July 3, 1863
Hallowed Ground Magazine, 150th Anniversary Gettysburg
Pickett's Charge, one of the most futile and bloody assaults of the Civil War, left a three-quarter-mile trail of casualties across the open fields before the aptly named Cemetery Ridge.
Despite having made significant inroads during sharp engagements on July 2, the Confederate army had failed to dislodge the main Union line occupying the high ground south of Gettysburg. Initially, Lee planned to renew the previous day’s offensive with a second round of attacks on the federal flanks. Around dawn, however, Union artillery on Culp’s Hill began an intense bombardment aimed at retaking a portion of the defensive works on the lower slopes that had been lost in the previous night’s fighting. The Confederates attacked, but despite seven hours of fierce fighting, the Union line held firm.
Forced to reconsider his plans, Lee settled upon a new strategy: If both flanks had been reinforced in the wake of his nearly successful assaults the previous day, logic held that the center must have been weakened to compensate. To exploit this perceived vulnerability, Lee ordered a massed frontal assault of some 12,500 Confederate infantry against the Union line on Cemetery Ridge. Unfortunately for Lee, at a council of war the previous evening, federal commander Maj. Gen. George Meade had predicted a strike on his center and would be ready to strengthen his internal lines against such a move.
Although the maneuver was to be commanded by Lt. Gen. James Longstreet, the force also included six brigades from Lt. Gen. A.P. Hill’s corps. Still, the resulting attack is known to history as Pickett’s Charge, recognizing the contributions made by the division of Maj. Gen. George Pickett, whose troops represented a plurality of those engaged, alongside others from the divisions of Brig. Gen. J. Johnston Pettigrew and Maj. Gen. Isaac Trimble.
The attack was preceded by massive artillery bombardment involving hundreds of guns, ostensibly the largest such duel of the war. Despite its ferocity, much of the fire missed its mark, with the Confederate gunners consistently overshooting and their Union counterparts unable to effectively target the infantry camouflaged in the woods. As their artillery reserve dwindled, the entire Southern force stepped off in unison at about 3:00 p.m., setting a deliberate pace across three-quarters of a mile of open field.
For the entirety of their march, the Confederates were raked by artillery fire from their front and flanks — including guns on Cemetery Hill and Little Round Top. When they reached the Emmitsburg Road, which bisected the field, advance ranks slowed to take down fences that blocked their path. Once on the other side, the attack began to falter as Union gunners switched to canister shot and musket fire became increasingly accurate and effective from the infantry safely positioned behind a low stone wall.
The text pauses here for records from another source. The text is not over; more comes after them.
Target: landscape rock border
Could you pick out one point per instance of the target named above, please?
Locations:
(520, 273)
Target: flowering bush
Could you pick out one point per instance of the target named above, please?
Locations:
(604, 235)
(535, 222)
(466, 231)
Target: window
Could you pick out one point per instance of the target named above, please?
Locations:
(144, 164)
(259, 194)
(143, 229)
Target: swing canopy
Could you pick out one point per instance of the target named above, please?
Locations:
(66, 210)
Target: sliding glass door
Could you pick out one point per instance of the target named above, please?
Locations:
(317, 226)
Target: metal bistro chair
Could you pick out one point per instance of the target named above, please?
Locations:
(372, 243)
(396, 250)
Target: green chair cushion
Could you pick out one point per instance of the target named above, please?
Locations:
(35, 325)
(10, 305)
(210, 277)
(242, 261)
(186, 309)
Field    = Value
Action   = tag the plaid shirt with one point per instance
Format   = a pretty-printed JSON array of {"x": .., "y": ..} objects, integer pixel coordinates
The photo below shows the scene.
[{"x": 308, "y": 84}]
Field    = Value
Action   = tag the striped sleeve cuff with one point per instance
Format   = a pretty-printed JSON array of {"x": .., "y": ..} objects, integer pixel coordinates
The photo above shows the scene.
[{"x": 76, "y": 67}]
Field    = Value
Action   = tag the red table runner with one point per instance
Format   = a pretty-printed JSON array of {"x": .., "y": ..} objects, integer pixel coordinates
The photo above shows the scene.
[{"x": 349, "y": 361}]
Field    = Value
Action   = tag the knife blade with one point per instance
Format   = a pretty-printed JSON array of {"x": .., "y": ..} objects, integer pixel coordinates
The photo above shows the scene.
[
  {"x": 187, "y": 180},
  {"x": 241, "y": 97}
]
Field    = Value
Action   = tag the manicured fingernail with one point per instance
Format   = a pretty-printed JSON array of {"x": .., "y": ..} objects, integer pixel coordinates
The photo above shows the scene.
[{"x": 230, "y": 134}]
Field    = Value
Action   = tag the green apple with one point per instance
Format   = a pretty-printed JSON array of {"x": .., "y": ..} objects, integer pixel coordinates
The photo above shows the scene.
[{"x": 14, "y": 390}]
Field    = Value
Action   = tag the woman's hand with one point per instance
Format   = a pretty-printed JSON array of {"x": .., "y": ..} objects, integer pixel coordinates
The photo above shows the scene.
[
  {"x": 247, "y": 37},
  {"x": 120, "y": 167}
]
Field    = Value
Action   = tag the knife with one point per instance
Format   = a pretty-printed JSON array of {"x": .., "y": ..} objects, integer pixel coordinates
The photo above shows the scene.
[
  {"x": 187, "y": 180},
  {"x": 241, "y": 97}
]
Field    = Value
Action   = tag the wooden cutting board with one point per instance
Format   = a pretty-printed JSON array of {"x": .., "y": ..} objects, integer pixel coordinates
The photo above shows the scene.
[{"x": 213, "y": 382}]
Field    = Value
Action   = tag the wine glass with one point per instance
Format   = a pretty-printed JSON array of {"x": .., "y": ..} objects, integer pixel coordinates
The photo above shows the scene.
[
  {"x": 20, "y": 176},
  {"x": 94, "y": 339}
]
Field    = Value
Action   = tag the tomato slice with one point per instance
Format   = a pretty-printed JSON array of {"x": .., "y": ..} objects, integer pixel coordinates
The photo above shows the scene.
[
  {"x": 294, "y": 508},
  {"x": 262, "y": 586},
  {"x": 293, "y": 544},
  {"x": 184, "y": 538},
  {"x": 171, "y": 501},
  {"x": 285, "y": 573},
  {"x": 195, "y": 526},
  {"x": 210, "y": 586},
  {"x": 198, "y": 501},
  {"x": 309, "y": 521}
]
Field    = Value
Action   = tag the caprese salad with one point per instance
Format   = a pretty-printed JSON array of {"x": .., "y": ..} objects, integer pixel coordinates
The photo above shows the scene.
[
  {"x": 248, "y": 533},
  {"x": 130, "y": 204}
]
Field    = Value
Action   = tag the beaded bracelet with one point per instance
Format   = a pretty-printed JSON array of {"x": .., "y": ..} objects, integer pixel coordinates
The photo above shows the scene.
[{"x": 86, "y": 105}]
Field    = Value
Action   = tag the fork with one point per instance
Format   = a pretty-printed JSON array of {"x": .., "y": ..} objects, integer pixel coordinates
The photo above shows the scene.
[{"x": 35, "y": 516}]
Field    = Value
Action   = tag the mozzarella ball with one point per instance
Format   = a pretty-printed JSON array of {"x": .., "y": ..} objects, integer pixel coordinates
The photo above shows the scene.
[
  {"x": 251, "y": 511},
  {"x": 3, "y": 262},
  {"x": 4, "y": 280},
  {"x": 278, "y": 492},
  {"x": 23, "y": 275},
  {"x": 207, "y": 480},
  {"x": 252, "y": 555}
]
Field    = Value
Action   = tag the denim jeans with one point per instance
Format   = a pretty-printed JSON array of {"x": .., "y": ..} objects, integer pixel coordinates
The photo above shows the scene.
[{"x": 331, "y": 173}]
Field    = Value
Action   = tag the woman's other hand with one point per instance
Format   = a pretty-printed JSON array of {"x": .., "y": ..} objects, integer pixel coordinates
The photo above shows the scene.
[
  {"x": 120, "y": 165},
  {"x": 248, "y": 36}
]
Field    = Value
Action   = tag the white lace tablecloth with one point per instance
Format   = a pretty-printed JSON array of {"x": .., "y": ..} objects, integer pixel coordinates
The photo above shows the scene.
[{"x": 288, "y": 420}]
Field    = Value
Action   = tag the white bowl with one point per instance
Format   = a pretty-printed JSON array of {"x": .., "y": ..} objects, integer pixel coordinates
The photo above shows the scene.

As the Confederates approached, gaps opened in the Union line, including near where the stone wall bent at a 90-degree angle, and determined southerners poured through, only to be met with hand-to-hand combat and a barrage of point-blank artillery fire. The breach was short-lived and its location has become forever known as the high water mark of the Confederacy. Southern losses were staggering — overall casualties exceeded 50 percent. In Pickett’s division, 26 of the 40 field grade officers became casualties, as did all three of the brigade commanders, including one killed and one mortally wounded. Elsewhere on the battlefield, sharp cavalry engagements unfolded at East and South Cavalry Fields, but neither played a decisive role in the battle’s outcome.
When the Battle of Gettysburg ended, as many as 51,000 soldiers were killed, wounded, captured or missing. As Lee led his army on a torturous retreat back to Virginia, an extensive network of hospitals emerged to treat the injured, while local residents began the hard work of dealing with the dead and returning to normalcy. Four months after the battle, President Lincoln used the dedication ceremony for Gettysburg’s Soldiers’ National Cemetery to honor the fallen Union soldiers and redefine the purpose of the war in his historic Gettysburg Address.